The Proto-Indo-European (PIE) Language Theory is a Linguistic Fact
- In History & Culture
- 08:03 AM, Jul 09, 2018
- Shrikant Talageri
There is no question of not being able to pin down any "foundations" for the PIE "theory", because it is not a theory at all but a linguistic fact. Instead of accepting facts, it would be a fruitless waste of time and energy to reject facts based on nothing but wishful thinking or an "I don't like this idea so I'm going to refuse to believe it" kind of logic. There is nothing more clear in the field of linguistics than the concept of the IE family of languages. I don't know exactly what is in the idea of IE or PIE that people object to:
A. Is it the basic idea that there is an IE language family distinct from other language families (e.g.
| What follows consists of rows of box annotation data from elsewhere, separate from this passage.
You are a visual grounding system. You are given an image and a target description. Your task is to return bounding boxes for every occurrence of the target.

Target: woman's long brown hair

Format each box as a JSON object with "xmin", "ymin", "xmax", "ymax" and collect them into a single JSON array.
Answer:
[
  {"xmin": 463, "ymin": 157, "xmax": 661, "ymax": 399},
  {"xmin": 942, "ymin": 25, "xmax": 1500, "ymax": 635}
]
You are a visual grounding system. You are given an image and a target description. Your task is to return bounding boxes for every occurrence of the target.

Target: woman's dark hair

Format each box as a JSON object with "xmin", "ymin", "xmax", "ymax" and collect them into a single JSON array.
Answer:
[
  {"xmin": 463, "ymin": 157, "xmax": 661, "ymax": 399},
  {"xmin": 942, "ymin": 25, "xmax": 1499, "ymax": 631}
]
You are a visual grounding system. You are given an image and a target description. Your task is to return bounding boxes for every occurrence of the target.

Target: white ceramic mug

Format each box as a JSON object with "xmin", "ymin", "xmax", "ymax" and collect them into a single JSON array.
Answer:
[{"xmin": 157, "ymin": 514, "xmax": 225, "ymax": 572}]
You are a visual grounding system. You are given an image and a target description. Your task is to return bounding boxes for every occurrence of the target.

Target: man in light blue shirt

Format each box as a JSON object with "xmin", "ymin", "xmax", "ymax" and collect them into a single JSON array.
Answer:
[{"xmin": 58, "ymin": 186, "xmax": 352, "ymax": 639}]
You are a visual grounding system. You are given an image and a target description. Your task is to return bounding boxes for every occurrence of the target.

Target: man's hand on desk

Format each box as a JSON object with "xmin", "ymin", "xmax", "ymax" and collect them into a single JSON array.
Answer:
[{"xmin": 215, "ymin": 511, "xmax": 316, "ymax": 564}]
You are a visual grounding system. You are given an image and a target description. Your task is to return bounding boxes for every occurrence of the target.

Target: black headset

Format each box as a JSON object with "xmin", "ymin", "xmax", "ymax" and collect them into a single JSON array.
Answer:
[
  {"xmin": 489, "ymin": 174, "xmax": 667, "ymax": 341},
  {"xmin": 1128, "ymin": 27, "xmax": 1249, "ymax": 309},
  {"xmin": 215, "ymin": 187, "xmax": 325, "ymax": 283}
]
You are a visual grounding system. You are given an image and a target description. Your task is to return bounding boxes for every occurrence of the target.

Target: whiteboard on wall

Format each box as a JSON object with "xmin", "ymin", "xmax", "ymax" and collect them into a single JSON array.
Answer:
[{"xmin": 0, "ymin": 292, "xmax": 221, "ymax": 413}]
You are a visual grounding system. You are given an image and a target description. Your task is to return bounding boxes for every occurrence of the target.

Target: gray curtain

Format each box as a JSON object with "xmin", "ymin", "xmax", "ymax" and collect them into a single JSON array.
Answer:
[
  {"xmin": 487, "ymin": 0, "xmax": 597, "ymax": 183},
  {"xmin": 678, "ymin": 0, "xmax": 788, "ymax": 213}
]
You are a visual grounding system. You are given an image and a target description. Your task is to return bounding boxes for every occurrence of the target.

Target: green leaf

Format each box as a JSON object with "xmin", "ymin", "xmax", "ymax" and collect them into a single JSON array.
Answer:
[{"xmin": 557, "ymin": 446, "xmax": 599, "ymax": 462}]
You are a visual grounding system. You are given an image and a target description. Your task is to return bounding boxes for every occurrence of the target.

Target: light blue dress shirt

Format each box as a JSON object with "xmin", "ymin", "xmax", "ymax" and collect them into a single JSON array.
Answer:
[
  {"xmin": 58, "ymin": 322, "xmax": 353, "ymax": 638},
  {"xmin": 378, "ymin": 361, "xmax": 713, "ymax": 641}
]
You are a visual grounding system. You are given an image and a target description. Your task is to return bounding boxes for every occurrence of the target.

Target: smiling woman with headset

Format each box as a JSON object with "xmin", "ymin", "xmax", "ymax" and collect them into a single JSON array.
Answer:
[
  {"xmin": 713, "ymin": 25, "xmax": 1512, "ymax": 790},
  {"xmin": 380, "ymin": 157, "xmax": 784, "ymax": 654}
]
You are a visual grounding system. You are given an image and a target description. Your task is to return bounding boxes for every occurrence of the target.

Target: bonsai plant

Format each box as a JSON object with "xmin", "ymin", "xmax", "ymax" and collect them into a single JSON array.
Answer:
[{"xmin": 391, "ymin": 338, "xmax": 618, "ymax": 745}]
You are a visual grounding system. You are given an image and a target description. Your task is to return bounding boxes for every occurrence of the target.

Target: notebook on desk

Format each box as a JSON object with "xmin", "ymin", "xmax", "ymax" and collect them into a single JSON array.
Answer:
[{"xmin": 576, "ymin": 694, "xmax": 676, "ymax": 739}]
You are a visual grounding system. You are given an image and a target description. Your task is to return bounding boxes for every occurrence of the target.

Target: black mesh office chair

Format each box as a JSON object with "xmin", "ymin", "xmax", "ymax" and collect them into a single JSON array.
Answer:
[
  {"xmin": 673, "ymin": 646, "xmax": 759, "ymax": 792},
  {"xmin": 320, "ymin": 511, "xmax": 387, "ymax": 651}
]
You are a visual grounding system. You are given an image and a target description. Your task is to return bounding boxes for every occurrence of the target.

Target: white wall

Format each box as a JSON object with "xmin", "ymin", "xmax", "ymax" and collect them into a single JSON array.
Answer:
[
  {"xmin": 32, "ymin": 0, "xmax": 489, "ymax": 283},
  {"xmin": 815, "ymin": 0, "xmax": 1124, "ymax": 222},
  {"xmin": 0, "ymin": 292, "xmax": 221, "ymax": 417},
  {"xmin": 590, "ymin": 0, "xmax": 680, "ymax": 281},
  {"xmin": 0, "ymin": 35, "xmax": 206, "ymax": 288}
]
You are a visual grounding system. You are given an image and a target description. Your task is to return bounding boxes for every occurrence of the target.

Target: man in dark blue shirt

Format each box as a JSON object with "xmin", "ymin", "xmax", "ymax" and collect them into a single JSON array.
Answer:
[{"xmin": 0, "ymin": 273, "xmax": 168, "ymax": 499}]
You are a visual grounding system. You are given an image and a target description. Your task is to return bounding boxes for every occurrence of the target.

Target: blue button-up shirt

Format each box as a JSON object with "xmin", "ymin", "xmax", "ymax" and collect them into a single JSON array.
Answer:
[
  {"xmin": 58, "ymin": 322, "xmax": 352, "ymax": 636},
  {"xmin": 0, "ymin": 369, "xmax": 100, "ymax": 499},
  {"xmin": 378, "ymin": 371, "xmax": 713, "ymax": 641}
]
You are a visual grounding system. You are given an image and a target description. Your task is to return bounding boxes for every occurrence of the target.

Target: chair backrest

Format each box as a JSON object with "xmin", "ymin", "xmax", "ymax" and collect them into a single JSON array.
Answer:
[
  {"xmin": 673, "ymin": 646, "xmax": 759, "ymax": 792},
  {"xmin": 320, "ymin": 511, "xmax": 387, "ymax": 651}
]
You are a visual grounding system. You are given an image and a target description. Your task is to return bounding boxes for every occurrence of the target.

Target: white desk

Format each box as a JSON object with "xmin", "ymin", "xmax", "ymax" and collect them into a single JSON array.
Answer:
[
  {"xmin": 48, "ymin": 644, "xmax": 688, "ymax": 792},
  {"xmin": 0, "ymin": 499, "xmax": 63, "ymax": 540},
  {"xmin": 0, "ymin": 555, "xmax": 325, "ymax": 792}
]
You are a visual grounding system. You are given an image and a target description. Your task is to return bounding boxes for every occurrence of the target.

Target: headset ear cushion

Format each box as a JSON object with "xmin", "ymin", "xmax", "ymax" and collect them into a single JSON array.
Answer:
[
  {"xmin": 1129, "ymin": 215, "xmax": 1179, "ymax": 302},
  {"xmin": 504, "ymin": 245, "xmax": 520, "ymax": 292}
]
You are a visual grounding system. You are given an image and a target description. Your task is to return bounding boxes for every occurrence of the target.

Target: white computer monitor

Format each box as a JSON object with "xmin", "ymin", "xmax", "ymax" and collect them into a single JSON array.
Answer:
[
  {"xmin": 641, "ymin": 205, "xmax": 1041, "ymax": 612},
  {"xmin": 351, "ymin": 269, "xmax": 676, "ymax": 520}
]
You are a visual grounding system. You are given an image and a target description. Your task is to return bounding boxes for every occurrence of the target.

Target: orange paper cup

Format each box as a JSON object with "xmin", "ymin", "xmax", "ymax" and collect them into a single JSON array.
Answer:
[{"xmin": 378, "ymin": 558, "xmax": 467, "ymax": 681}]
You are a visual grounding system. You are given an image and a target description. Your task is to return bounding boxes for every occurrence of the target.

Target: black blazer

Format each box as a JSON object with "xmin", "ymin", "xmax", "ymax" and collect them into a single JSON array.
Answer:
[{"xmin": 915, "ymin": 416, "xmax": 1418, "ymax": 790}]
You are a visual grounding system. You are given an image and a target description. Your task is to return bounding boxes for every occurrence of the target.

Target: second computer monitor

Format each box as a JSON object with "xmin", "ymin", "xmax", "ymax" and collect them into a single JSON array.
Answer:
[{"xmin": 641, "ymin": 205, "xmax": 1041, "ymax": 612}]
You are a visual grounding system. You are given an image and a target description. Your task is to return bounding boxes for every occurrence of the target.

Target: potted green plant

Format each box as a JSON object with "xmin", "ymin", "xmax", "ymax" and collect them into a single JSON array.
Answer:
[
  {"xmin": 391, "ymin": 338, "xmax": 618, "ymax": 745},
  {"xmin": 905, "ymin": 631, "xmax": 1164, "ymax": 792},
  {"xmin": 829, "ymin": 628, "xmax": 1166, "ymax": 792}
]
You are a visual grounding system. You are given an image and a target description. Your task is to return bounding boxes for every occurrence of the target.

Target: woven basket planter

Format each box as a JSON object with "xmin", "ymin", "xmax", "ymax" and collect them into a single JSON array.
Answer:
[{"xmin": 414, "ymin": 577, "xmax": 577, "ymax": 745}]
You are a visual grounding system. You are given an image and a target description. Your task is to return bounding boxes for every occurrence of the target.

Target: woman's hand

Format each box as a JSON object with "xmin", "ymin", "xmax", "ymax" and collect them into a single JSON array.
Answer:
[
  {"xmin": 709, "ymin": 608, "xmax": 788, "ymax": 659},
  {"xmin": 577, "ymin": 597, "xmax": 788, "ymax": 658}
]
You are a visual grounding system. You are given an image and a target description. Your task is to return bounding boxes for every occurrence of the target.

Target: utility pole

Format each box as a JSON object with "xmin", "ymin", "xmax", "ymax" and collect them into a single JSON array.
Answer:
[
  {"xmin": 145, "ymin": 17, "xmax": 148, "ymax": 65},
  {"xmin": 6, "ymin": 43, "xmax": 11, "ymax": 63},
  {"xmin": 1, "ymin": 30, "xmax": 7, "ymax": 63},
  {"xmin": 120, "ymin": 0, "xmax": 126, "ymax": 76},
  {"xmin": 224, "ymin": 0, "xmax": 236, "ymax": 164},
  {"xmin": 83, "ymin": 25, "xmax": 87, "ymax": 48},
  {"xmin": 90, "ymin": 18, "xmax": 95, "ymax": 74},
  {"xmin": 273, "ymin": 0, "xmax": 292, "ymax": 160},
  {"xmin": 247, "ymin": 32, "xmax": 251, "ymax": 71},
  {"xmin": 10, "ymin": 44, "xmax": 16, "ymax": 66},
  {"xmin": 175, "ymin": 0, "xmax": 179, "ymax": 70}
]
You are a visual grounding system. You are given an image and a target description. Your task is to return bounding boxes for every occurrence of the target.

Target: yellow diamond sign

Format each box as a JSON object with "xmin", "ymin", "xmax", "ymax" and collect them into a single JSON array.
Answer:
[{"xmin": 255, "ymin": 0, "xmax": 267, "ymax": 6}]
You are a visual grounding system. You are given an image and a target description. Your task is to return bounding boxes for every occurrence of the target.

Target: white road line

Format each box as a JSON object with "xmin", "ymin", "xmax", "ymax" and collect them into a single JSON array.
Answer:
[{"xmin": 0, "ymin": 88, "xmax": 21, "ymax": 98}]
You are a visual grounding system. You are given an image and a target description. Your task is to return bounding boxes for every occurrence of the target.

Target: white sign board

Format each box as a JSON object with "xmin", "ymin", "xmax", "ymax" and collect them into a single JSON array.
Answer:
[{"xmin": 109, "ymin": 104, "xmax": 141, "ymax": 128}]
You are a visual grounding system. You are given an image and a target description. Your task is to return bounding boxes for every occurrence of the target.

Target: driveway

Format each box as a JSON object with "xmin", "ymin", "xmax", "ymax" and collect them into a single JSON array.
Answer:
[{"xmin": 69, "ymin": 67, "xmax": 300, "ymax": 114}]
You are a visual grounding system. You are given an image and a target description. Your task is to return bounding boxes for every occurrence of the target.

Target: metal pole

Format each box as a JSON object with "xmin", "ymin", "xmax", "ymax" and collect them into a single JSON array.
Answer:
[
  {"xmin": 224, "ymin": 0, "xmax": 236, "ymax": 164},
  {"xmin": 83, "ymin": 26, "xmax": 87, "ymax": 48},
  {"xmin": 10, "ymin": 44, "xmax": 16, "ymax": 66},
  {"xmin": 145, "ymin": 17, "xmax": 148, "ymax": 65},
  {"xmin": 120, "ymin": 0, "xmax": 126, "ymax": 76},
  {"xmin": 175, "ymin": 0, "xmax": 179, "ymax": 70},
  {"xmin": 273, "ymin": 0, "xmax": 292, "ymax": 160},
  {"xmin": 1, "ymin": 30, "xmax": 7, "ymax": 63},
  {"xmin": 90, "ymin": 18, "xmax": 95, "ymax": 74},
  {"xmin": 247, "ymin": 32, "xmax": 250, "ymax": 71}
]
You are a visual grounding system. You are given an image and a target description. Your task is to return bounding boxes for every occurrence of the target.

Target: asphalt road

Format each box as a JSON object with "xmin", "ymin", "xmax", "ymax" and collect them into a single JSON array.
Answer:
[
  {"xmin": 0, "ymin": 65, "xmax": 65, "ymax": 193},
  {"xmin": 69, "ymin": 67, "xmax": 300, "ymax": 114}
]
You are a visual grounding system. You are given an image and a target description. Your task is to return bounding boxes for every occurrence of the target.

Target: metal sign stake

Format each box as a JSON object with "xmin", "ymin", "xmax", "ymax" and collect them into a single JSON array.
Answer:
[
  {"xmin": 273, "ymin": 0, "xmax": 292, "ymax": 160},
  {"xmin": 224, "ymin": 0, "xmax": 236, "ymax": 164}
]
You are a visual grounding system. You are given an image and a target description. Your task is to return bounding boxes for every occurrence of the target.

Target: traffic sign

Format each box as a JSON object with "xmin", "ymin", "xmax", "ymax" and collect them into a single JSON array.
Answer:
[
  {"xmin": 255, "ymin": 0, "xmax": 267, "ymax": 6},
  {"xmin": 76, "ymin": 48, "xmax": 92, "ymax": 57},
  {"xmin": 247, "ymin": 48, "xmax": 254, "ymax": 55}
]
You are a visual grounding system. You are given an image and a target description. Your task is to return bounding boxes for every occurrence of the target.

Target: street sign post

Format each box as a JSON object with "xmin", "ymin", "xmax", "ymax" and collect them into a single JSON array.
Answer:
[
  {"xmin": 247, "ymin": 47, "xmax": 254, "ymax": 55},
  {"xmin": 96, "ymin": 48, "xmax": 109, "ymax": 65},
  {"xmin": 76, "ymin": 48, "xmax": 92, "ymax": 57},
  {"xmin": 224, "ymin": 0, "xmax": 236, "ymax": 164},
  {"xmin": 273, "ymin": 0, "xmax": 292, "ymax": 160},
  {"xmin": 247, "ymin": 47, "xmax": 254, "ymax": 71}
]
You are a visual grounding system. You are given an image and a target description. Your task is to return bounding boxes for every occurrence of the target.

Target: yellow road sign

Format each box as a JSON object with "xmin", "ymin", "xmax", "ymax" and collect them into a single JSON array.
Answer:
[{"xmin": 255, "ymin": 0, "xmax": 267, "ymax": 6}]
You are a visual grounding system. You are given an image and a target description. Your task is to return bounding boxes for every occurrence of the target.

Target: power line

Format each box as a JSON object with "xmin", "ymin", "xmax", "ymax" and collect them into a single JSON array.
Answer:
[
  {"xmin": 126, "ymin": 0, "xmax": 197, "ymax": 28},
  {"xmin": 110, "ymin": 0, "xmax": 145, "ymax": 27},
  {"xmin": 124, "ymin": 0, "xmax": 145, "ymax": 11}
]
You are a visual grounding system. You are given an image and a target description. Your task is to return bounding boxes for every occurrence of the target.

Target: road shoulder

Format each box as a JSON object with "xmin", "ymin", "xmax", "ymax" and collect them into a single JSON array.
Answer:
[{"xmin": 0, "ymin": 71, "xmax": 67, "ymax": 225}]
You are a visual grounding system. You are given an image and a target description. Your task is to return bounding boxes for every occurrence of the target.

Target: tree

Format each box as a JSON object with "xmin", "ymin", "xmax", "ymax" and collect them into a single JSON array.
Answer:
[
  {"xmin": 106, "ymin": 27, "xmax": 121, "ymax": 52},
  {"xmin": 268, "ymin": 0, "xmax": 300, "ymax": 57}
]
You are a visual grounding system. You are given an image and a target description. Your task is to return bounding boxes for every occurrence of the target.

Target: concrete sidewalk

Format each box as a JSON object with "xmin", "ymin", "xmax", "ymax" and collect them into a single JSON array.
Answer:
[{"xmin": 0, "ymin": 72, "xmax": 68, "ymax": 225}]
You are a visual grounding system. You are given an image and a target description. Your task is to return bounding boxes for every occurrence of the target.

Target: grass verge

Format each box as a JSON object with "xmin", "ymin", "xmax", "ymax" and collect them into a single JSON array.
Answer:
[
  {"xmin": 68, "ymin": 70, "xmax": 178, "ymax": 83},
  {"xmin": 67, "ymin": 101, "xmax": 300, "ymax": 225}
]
Dravidian)?
B. Is it the idea that the original ancestral language was something other than the Vedic language?
C. Is it the fact that PIE is artificially reconstructed and therefore considered pure speculation?
A.
1. To begin with, compare the closest relationship words for
English: father, mother, brother, sister, son, daughter
with Sanskrit: pitar, mātar, bhrātar, svasar, sūnu, duhitar
and Persian: pidar, mādar, birādar, khvahar, pesar, (hūnu in Avestan), dukhtar.
Tamil: tandai, tāy, aṇṇan/tambi, akkāḷ/tangi, peyan, peṇ.
2. Compare Sanskrit "dvā, tri, catur, panca" with Russian "dva, tri, cetuire, pyac";
or Sanskrit "saptan, aṣṭan, navan, daśan" with Latin "septem, octo, novem, decem".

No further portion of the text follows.